# Organ performances - noteworthy organs



## Guest

I have had the good fortune, on a few occasions. to listen to some organ performances in venues that allowed me to really appreciate the instrument. While I love my recordings - particularly of Bach's organ works as performed by Helmut Walcha - there is nothing quite like hearing the instrument in situ. While in Salt Lake City, Utah, a couple years back, I had the opportunity to listen to a small organ recital in the Tabernacle there, which I greatly enjoyed. Many years back, I had the good fortune to be in Germany, specifically in the city of Weingarten, a short drive north of Lake Constance. On a bluff overlooking the city is a spectacular Basilika that houses an impressive organ, and I took the opportunity to hear it performed. 

Organ recitals, and concerts, often can be very inexpensive (sometimes even free, as was the case in both of my examples). I don't know of a good way, though, to find out about such performances, or even to find out if there are any noteworthy instruments in my neck of the woods. It isn't like with Symphony Orchestras, and such, which have websites and calendars. Any help here? Are there such resources to help find such performances?


----------



## ptr

Not knowing where You are situated makes it hard to give "specific" pointers..

Here are a few on-line resources that may be of use:

*Organ Focus*

*Organ Recitals* (Mostly UK)

*Organ Matters* (A bit UK'ish to) 

I haven't used any of them extensively, being an oft travelling OrganNut I usually do my own on-line research to find organs/recitals at the places where I'm bound. Another thing I often do is seek out organs that I have heard on CD, fx. I was given a CD with the very interesting Stellwagen Baroque Organ in the St.-Marien-Kirche in Stralsund (on the German Baltic Coast). Some time later I had to journey from Copenhagen and Berlin on my own and chose many hours of Car and ferry (instead of a 45 min flight) to be able to schedule good time for meeting and hearing that organ.









(Pic loaned from wikipedia)

/ptr


----------



## Ukko

I am congenitally suspicious of 'cathedral' organs - the reverb tends to blur things too much - but recently acquired a CD of Kevin Bowyer playing Alkan in Salisbury Cathedral. Great sound.

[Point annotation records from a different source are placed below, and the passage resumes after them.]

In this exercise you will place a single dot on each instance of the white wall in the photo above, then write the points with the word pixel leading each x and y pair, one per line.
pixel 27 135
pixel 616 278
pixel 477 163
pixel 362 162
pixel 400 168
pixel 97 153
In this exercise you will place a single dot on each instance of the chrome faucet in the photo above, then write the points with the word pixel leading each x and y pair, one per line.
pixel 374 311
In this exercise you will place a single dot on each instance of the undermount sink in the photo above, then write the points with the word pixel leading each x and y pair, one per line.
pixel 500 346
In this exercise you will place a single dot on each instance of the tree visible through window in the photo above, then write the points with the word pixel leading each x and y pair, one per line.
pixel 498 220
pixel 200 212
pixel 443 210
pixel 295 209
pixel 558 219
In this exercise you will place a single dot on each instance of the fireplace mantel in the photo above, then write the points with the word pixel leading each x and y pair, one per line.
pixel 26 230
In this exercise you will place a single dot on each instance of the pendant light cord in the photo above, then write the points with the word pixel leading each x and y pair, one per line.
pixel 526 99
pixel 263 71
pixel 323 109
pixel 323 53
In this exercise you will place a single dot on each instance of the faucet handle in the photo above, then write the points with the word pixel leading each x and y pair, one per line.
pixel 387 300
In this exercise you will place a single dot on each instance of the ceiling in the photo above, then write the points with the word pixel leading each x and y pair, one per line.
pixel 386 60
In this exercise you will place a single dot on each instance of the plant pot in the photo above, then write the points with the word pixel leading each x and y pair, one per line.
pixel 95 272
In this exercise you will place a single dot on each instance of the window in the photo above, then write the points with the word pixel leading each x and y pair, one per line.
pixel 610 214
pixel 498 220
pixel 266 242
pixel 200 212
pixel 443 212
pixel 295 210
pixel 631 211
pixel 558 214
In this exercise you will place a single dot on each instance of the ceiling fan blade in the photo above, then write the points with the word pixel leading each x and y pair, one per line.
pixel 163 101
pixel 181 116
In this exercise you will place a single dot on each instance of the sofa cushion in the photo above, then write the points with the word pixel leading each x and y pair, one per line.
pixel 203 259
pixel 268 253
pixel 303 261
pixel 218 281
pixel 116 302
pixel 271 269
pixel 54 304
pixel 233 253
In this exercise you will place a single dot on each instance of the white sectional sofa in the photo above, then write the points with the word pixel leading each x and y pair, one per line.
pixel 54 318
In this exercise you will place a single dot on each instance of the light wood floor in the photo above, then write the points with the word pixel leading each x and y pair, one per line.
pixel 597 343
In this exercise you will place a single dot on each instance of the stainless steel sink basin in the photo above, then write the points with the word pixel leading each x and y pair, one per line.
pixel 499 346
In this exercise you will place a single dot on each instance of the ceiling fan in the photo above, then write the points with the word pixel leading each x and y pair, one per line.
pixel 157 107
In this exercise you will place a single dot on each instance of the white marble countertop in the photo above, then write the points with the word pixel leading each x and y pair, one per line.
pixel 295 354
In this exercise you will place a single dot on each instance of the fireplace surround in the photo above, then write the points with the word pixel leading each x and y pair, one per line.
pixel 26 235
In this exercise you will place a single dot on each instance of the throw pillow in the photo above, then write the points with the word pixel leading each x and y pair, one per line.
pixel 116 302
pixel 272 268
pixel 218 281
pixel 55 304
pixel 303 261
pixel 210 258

You must go there _DrMike_. You can combine that experience with an examination of Stonehenge, out in the Plain.


----------



## Guest

I'd love to see Stonehenge - one of these days. Maybe there will be a scientific conference in England that I will "need" to attend.

I can understand about the reverb, but just the ambiance, and "feeling" the organ playing as much as hearing it, has been exhilirating.

Incidentally, this is the organ I heard in Weingarten, Germany, at the Basilica of St. Martin. It was built by Joseph Gabler between 1737 and 1750.








Oh, and I am located in Alabama, in the Southeastern U.S.


----------



## ptr

DrMike said:


> Oh, and I am located in Alabama, in the Southeastern U.S.


That is a lovely baroque organ!

This might be useful resource for you: *Pipe Organs of Central Alabama*

Something to start from at least!

/ptr


----------



## SiegendesLicht

I have had the good fortune to hear this organ:









in the church of St. Michaelis (Hamburg). In all honesty I don't know what it was that they played (I definitely need to broaden my knowledge of organ music) but it sounded breathtaking.


----------



## ptr

Hilltroll72 said:


> I am congenitally suspicious of 'cathedral' organs - the reverb tends to blur things too much...


I'm the complete opposite! The diffusion of the Cathedral Reverb is what makes the experience great!

Agree about the Salisbury Willis Organ, it is magnificent! I did a Willis Organ Tour in the UK four years ago, 12 Cathedrals in 16 Days, very rewarding!! Salisbury was one of them.

/ptr


----------